It’s the season of celebrations, and, for many people, Hanukkah is at hand. This traditional Jewish holiday, also known as the Festival of Lights, is celebrated by millions around the world, and it’s a great way to teach your child about celebrations in other cultures. Here’s a guide to the light-filled festival of Hanukkah.

Like Christmas, Hanukkah celebrates and commemorates events which happened a long time ago in Jerusalem. Around 200 BCE, Jews in the land of Israel were under the rule of the Syrian king, but were still allowed to follow their own religious beliefs. However, a new king named Antiochus IV came to power. Antiochus forbade the Jews from practicing their religion, killed many of them, and desecrated the Temple in Jerusalem by placing an altar to the Greek god Zeus inside it.

Mattathias, a Jewish priest, objected to the cruel edicts of Antiochus, and along with his five sons Jochanan, Simeon, Eleazar, Jonathan, and Judah, he decided to fight back.
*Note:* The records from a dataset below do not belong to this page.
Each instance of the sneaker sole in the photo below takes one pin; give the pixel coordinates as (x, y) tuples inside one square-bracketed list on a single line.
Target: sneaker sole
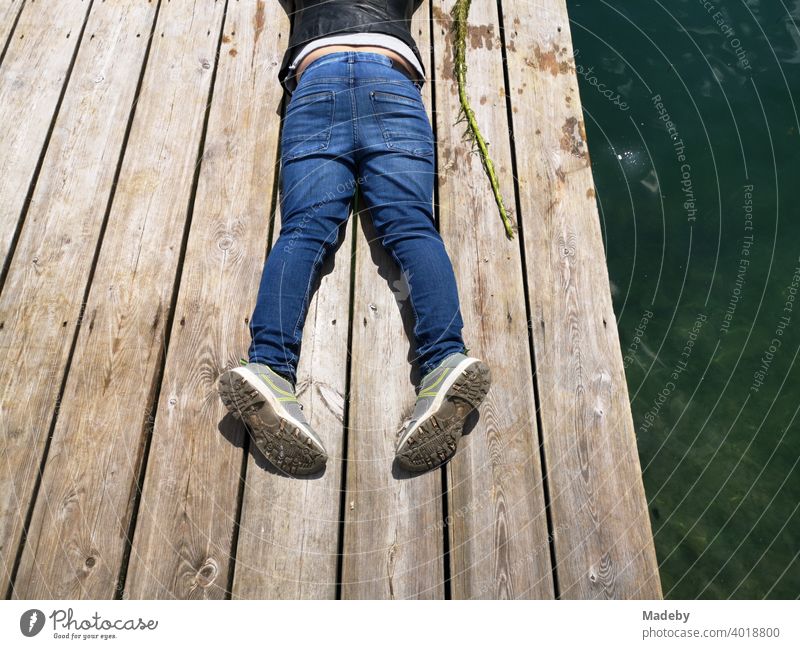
[(434, 440), (278, 436)]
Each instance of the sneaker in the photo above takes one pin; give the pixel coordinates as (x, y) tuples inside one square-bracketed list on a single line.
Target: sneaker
[(446, 396), (266, 403)]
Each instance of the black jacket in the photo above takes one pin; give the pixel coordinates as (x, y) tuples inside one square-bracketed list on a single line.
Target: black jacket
[(316, 18)]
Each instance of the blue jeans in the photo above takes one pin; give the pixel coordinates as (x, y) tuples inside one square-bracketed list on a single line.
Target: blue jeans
[(355, 120)]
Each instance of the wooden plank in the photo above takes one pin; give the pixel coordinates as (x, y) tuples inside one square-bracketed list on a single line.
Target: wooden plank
[(42, 300), (223, 266), (9, 11), (77, 535), (393, 539), (33, 75), (499, 538), (603, 541)]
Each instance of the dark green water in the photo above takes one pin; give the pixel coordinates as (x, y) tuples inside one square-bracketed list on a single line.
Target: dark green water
[(700, 222)]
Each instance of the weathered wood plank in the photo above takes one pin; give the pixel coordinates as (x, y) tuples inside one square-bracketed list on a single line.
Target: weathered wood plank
[(41, 302), (603, 542), (78, 531), (33, 76), (498, 525), (185, 528), (393, 523), (9, 11)]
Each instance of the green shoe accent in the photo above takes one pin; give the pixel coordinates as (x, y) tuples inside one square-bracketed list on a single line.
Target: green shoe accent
[(446, 396), (267, 404)]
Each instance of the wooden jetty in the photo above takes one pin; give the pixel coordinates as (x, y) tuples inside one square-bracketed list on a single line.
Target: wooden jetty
[(139, 148)]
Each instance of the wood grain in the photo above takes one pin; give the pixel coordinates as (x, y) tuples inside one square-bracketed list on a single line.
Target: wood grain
[(8, 14), (42, 298), (603, 541), (186, 526), (80, 522), (34, 72), (498, 525)]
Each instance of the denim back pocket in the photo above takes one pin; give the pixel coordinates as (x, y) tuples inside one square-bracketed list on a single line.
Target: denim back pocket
[(403, 121), (307, 124)]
Led by Judah (known as “The Hammer”), they led the Jewish people in a revolt, using clever strategy and guerrilla-style warfare to defeat Antiochus’ much larger army.
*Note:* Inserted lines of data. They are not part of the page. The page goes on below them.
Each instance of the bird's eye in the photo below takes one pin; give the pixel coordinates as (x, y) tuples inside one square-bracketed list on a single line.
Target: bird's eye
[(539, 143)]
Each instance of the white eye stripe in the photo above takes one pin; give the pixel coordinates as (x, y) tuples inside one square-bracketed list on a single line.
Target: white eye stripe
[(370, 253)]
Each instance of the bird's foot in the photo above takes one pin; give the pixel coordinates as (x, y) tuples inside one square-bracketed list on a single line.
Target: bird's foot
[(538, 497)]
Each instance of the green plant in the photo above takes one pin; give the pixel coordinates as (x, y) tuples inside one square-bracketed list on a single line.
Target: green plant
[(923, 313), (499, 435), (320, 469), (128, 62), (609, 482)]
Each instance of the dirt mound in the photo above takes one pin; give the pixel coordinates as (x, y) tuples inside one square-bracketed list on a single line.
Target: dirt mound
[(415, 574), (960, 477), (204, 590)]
Flush with victory, the Jews returned to find their Temple dirty and desecrated, with pots of consecrated olive oil broken everywhere. Working together, they cleaned and rededicated the Temple (“Hanukkah” means “dedication” in Hebrew). They lit the holy fire in the Temple menorah (a many-branched candelabrum and symbol of Judaism). However, although the flame was supposed to burn continuously, they were dismayed to find that there was only enough oil to fuel the flame for one day! Miraculously, the oil lasted for eight full days, and gave the Jews time to properly prepare more oil. This is often referred to as the miracle of Hanukkah.
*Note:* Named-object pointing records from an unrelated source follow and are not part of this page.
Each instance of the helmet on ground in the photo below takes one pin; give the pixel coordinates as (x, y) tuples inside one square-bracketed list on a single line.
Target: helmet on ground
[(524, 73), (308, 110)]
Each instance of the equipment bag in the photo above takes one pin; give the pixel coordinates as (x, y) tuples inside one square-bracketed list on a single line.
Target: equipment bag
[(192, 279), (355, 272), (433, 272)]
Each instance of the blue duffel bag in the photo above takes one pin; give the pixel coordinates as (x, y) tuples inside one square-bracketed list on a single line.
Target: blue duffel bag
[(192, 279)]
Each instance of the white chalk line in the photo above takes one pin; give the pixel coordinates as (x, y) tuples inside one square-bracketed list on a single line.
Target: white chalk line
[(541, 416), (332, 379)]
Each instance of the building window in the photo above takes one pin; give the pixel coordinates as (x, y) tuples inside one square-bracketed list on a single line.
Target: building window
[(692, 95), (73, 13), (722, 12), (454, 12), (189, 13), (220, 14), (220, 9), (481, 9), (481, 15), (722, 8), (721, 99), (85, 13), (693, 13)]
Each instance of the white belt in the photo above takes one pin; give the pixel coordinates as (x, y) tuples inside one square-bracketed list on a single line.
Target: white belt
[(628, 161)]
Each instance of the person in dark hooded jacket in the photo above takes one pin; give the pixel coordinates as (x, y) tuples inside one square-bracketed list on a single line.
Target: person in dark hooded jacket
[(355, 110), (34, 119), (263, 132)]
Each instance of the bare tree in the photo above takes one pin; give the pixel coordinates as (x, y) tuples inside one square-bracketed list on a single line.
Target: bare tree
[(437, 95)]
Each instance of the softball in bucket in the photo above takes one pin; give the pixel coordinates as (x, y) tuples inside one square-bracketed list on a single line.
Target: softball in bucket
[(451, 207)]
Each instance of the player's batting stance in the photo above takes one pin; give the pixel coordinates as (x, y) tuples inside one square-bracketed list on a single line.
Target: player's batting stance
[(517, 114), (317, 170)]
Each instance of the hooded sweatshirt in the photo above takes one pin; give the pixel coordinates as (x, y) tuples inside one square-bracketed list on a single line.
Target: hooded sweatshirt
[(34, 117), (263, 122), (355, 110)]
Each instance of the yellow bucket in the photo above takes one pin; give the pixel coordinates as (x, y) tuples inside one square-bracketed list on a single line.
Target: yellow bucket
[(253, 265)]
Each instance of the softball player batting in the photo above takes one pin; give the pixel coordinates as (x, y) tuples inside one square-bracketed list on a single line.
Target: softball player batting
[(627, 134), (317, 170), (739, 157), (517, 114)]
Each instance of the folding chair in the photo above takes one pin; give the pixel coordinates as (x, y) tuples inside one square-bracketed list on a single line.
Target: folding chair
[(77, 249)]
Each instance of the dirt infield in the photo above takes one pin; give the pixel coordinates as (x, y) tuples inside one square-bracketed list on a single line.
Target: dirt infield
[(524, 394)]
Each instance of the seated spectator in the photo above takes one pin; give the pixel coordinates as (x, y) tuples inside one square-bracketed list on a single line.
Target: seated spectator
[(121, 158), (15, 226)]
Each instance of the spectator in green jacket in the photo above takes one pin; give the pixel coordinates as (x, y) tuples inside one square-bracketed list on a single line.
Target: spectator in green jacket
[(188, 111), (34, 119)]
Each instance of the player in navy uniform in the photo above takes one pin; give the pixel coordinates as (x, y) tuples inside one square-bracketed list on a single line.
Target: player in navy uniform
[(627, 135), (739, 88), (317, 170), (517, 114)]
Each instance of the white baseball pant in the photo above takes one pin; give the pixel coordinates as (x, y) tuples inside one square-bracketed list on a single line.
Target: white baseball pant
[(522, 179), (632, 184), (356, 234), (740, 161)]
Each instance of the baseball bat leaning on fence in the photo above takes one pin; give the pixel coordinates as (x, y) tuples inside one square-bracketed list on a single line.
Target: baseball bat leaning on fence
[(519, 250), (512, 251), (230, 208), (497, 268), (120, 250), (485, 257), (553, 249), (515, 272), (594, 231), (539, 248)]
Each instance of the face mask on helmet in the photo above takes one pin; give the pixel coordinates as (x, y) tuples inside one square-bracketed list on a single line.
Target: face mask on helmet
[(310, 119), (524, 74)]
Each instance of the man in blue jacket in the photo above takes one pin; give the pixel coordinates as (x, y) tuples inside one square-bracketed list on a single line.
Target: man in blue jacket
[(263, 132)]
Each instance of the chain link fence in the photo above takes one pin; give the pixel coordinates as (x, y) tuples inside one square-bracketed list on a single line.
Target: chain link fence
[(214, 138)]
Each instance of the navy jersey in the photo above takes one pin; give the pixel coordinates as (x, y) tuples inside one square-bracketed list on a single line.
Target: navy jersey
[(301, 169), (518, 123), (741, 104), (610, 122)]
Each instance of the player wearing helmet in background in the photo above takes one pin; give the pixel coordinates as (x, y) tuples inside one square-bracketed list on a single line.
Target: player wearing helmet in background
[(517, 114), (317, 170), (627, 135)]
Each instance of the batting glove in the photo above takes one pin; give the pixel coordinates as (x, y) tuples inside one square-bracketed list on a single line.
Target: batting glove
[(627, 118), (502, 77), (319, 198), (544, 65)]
Since then, Jews the world over have celebrated this occasion by lighting the Hanukkah candles in a menorah over the course of eight days. Starting with one candle on the first night, and ending with eight on the eighth, the ceremony involves the saying or singing of a blessing while the candles are lit by the helper candle, or “shamash.” Traditionally, the illuminated menorah is placed in windows so that passerby may be reminded of the Hanukkah story.

Since the holiday is, in some way, a celebration of oil, the practice of eating food fried in oil, such as potato latkes and jelly donuts, is a major part of the holiday. Also included in the festivities is the traditional game of dreidel and the giving of “gelt,” or money, to children.

No matter what holidays you and your family celebrate, there’s always room for learning in the fun. So introduce your child to new customs and cultures this holiday season by frying up a few latkes, spinning the dreidel, or just talking and learning  about the meaning behind the holiday!